Libya descended into civil war after the NATO-backed uprising in 2011 that ousted dictator Muammar Qaddafi. Fighting in recent years pitted the GNA against the forces of eastern military commander Khalifa Haftar. Each side received support from competing regional powers.

Williams said that Haftar was represented at the Geneva talks and that his representatives in the forum supported the political process.

The members of the interim authority are not eligible to stand as candidates in December’s elections. The new unified executive will launch a national reconciliation process “promoting the culture of amnesty and tolerance, in parallel with truth-seeking and reparation,” according to the Tunis road map.

It must also fully implement the ceasefire agreement and reopen the coastal road in the country, which is critical for the delivery of basic services and the free movement of goods and people.

The interim authority is also tasked with preparing for the reunification of Libya’s economic and financial institutions, tackling the dire living conditions many Libyans have been forced to endure, and enacting economic reforms needed to ensure a more equitable distribution of oil revenues in the country, which is a member of OPEC. There have been bitter disputes over this issue in the past, which affected production.

Blockades cut the flow of oil to almost nothing last year before production rebounded to more than 1 million barrels a day after the blockade was lifted in September.

Williams said: “There’s a great deal of momentum in these tracks.

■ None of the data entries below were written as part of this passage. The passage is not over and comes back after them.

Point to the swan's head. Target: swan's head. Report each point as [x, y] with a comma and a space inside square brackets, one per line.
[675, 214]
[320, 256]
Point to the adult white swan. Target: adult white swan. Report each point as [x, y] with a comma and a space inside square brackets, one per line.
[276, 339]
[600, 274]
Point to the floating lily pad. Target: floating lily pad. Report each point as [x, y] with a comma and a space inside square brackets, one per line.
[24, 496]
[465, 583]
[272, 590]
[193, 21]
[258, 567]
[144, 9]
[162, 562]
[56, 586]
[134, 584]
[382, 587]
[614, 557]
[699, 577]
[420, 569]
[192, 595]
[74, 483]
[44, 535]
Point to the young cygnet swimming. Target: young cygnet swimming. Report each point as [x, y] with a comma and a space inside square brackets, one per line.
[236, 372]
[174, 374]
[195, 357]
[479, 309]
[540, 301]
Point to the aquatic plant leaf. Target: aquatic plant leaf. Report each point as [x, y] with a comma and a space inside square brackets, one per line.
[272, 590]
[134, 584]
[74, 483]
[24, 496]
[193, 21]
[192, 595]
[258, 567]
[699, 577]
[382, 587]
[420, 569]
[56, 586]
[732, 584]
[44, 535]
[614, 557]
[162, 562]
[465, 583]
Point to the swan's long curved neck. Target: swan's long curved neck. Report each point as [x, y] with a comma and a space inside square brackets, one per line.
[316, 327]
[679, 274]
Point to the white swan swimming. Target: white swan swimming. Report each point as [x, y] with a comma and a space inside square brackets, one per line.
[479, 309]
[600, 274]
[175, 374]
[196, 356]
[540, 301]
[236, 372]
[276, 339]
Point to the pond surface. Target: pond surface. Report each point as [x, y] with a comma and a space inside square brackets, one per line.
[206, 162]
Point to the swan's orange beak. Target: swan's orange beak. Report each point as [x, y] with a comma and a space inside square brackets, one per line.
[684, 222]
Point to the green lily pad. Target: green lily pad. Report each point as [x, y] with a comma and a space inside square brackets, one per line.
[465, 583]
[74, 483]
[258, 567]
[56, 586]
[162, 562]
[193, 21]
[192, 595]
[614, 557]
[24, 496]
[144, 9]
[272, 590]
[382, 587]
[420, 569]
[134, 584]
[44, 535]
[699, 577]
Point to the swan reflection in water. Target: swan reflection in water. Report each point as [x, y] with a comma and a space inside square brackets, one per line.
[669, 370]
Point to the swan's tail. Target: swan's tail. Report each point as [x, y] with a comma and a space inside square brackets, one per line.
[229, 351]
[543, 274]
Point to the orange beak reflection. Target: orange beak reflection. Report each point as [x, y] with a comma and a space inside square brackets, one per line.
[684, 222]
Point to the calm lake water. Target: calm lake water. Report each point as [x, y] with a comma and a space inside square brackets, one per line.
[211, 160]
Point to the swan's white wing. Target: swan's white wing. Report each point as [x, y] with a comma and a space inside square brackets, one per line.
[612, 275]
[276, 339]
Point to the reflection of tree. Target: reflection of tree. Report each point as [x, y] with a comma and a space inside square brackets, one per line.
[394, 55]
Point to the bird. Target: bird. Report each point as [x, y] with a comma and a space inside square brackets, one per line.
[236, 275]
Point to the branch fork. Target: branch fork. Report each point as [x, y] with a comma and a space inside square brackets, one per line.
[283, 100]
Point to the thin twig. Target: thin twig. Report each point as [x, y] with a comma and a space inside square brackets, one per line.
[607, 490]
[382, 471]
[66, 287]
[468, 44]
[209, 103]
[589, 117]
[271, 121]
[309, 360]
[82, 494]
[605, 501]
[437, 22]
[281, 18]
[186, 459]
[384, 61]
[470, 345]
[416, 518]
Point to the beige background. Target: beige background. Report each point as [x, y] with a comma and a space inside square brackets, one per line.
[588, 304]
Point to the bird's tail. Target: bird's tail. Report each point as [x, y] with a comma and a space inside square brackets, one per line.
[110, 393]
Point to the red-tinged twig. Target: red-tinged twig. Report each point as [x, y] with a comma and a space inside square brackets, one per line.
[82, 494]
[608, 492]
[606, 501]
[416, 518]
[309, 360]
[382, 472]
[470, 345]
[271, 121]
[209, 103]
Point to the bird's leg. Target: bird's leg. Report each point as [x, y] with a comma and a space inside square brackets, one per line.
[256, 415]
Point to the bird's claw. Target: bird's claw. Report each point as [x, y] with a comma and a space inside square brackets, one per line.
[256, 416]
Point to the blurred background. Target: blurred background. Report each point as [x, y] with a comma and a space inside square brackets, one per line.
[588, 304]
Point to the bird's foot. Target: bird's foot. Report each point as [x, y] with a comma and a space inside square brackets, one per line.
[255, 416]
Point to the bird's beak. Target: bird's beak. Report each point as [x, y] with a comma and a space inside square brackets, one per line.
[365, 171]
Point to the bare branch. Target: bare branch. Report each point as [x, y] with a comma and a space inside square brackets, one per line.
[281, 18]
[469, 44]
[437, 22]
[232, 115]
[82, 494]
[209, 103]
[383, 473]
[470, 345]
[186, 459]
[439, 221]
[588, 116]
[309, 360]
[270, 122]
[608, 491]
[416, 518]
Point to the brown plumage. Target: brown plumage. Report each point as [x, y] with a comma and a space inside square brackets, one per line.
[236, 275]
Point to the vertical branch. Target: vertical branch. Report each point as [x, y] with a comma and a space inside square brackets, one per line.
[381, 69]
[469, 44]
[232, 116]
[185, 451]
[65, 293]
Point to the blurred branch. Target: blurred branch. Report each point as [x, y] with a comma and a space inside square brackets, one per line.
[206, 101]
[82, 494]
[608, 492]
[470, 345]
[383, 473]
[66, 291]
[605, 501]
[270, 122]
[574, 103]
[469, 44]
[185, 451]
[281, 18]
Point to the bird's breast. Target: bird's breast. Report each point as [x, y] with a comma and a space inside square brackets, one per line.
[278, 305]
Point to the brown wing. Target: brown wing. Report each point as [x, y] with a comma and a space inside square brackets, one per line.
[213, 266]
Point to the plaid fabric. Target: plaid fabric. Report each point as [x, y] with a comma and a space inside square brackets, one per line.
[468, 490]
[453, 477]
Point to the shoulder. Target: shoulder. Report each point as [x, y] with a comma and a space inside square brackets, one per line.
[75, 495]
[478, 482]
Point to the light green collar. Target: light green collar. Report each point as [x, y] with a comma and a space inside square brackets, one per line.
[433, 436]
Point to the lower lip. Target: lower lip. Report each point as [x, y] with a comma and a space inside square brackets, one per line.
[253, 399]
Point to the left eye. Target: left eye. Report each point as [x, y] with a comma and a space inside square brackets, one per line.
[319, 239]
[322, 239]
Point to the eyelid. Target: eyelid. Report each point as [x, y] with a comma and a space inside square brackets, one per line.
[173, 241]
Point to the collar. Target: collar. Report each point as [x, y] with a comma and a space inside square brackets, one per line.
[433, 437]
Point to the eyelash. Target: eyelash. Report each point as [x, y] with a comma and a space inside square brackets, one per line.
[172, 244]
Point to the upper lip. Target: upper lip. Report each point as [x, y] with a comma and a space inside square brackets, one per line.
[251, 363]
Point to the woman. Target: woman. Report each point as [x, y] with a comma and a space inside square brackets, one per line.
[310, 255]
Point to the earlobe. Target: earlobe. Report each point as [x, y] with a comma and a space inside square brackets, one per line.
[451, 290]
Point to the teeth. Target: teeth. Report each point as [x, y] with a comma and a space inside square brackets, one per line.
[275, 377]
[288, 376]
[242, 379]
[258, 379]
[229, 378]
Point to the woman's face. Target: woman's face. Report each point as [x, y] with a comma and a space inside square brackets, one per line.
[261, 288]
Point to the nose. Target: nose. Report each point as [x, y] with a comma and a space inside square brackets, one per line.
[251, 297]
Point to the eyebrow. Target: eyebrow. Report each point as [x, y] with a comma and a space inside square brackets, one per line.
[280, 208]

The train has left the station; now it is incumbent on the international community to support the decision that the Libyans have taken today.”

The EU, Libya’s main trading partner, pledged to fully support the interim authority.

“This is already an impressive exercise in transparency, compromise, and commitment to national unity and reconciliation,” Jose Antonio Sabadell, the EU’s envoy to Tripoli, said in a message posted on Twitter.

Jan Kubis, who was appointed the UN’s special envoy to Libya last month, will now take over from Williams, who thanked her predecessor, Ghassan Salame, for initiating the current intra-Libyan peace process.

She concluded by once again calling on the international community, which united in support during the Berlin International Conference on Libya in January last year, to continue to support the Libyan people, listen to them and reinforce their decisions.

She added: “We have accompanied (the Libyans) on this journey, a journey that at the end of the road is national elections, Dec. 24 this year — and that is really a solemn obligation that everybody needs to work to fulfill.”